Friday, January 31, 2020

Symbolic Splash Pages: Avengers/X-Men


Wrapping up our look at symbolic splash pages which were featured in Marvel books from the early 1960s to the mid-'70s, we come to two team books which separately may not have offered much in this area but, combined, "assemble" an interesting collection to close out this series in the PPC.

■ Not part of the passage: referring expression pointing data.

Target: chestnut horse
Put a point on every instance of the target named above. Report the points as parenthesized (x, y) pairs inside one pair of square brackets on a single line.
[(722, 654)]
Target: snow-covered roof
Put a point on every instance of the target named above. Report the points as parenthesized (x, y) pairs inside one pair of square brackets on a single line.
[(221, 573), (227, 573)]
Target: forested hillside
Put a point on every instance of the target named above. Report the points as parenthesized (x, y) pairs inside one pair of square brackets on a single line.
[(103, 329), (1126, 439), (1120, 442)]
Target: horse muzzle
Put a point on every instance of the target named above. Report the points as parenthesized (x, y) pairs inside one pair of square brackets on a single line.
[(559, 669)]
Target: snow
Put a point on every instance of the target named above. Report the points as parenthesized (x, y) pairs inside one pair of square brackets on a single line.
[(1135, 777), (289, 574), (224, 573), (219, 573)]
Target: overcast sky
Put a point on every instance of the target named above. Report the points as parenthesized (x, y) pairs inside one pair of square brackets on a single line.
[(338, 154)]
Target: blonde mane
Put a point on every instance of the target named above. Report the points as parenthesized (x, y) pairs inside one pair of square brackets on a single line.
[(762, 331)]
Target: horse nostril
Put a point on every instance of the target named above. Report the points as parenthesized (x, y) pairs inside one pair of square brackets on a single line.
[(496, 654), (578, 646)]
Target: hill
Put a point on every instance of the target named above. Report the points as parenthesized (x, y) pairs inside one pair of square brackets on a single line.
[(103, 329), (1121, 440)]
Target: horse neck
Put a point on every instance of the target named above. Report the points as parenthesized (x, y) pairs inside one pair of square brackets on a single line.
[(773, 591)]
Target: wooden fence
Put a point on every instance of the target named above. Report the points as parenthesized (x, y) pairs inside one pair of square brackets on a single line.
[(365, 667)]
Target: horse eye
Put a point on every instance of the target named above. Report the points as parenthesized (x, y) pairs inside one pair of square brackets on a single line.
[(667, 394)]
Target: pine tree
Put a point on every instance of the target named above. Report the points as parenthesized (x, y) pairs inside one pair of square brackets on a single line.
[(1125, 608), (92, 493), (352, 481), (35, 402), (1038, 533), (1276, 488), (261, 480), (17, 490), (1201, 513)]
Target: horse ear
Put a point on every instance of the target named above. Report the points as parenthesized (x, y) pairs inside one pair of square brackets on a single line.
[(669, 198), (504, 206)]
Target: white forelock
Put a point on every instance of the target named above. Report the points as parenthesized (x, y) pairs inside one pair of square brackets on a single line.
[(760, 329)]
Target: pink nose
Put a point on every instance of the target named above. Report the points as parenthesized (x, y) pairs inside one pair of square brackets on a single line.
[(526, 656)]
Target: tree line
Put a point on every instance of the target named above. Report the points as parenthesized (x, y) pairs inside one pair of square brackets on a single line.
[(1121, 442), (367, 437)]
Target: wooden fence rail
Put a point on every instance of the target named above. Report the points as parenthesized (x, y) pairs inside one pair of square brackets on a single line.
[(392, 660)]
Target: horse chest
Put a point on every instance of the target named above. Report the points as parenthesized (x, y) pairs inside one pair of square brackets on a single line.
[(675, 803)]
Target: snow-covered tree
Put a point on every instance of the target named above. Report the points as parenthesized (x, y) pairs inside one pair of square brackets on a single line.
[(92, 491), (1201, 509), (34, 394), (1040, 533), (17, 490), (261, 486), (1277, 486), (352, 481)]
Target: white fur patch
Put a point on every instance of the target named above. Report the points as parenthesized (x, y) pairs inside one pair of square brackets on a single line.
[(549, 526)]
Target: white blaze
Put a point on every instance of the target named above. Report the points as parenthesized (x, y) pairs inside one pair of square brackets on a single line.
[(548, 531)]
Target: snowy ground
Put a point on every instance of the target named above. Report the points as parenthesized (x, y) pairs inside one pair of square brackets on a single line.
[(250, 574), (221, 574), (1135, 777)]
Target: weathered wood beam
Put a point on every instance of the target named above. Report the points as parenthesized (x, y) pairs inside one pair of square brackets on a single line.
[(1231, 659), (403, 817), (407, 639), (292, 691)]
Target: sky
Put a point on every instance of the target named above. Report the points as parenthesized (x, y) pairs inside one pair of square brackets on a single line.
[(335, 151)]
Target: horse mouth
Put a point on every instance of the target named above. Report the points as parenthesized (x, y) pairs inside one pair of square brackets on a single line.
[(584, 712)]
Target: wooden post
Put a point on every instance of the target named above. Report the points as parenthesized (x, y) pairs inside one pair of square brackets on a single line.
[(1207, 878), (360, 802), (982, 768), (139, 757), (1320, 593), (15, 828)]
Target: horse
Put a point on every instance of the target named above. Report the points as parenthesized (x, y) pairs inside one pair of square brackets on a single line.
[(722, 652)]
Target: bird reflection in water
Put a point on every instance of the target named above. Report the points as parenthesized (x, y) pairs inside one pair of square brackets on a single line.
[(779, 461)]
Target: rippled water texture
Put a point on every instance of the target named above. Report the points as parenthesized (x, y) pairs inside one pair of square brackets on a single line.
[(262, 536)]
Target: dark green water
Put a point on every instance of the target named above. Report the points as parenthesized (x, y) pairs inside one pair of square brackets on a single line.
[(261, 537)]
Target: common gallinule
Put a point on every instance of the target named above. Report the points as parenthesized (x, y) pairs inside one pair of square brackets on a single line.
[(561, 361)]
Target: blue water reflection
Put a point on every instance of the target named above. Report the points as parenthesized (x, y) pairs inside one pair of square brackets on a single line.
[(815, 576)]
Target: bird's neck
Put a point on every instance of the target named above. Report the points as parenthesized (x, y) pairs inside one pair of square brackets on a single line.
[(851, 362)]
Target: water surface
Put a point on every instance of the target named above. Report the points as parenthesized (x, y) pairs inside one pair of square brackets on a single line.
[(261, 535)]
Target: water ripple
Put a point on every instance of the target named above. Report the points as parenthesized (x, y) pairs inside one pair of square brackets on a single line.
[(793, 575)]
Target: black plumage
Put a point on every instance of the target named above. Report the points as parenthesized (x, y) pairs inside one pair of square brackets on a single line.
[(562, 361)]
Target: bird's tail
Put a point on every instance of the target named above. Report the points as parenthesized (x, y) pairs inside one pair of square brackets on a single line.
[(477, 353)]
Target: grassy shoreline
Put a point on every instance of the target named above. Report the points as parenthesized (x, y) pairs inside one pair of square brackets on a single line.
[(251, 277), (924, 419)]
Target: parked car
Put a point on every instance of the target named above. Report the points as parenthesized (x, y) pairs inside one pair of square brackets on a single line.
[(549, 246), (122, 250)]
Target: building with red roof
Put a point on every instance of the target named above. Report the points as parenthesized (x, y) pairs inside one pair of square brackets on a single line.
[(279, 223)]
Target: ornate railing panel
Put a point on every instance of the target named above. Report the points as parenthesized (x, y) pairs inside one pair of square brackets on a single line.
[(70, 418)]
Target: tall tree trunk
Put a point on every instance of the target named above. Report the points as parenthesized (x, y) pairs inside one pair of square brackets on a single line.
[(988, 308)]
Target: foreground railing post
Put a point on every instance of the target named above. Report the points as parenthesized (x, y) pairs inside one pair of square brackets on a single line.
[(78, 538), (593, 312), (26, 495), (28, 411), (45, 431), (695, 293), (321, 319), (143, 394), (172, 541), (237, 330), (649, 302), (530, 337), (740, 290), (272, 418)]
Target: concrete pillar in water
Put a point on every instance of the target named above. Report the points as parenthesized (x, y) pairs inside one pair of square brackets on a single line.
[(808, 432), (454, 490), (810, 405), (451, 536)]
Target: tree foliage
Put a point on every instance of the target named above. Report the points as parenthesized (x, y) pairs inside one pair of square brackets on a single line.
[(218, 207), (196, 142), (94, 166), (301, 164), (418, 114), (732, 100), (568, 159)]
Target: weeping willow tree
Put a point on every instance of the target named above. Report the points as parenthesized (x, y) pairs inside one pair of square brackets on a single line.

In the case of the Avengers, like myself you may find their set of symbolic splash pages rather a mixed bag in terms of creativity and quality--a far cry from Steve Ditko's offerings in Amazing Spider-Man, though, in all fairness, we're talking about apples and oranges in terms of not only the characters but how the two books were being presented to the reader. It also has to be said that, unlike Fantastic Four, which had its own share of SSPs, The Avengers and X-Men were often in a state of flux with not only their artist teams but more importantly their direction, and as a result struggled to find their footing (and their readership)--whereas the FF and Spider-Man had the benefit of stability, which perhaps helped contribute to the look of their respective SSPs. Aside from the X-Men's color-coordinated uniforms, which were consistent for much of the title's run before it went on hiatus, neither The Avengers nor X-Men in their early days generated the sense of familiarity that a symbolic splash page could take advantage of.

Some Avengers/X-Men pages which did stand out for me in certain respects were the following (and your mileage may vary):








As opposed to the Avengers, however, I can't say there's a single page from the X-Men group that I would mark as disappointing in the context of our main theme here. All were nicely presented and piqued my interest while doing a good job of nudging me to continue to the story within. (Though I had second thoughts on the X-Men page featuring Lucifer--apparently we should be feeling tense or apprehensive about that device he's hoisting over his head, but the page does little to nothing in getting us there.) But as for the Avengers, there were some exceptions for me, followed by some brief takeaways on each.




  • Avengers #9: If we didn't know better, we might think that Zemo was Wonder Man with all the fanfare the character receives in the captions.  Besides the Avengers, wouldn't you have assumed that the only other figure here would be the same character whose name is being announced like thunder?  And doesn't Cap's dialog seem conspicuously added to avoid such confusion?
  • Avengers #13: The Avengers certainly don't look like they're trapped in a castle--it's really the charge of treason that's the main draw here.  For maximum effect, let the title reflect the shocking image we're looking at.  The machinations of Count Nefaria, a new character we know nothing about, can wait for the story to elaborate on.
  • Avengers #s 17-18: So the new Avengers lineup is already reduced to fighting a mythical monster--is that what they or we signed up for, or isn't there more to this story? As for the Commissar, as a foe for the Avengers he appears at first glance a poor substitute for the Mandarin.
  • Avengers #61: Granted, it's a John Buscema two-page spread; but unlike a similar opening rendered by Gene Colan, Buscema's is a symbolic representation and isn't directly relevant to the succeeding page. With apologies to Surtur, Ymir, Mr. Buscema, and letterer Sam Rosen, we need a little more than a "fold-out" title to better represent the events we'll be reading about.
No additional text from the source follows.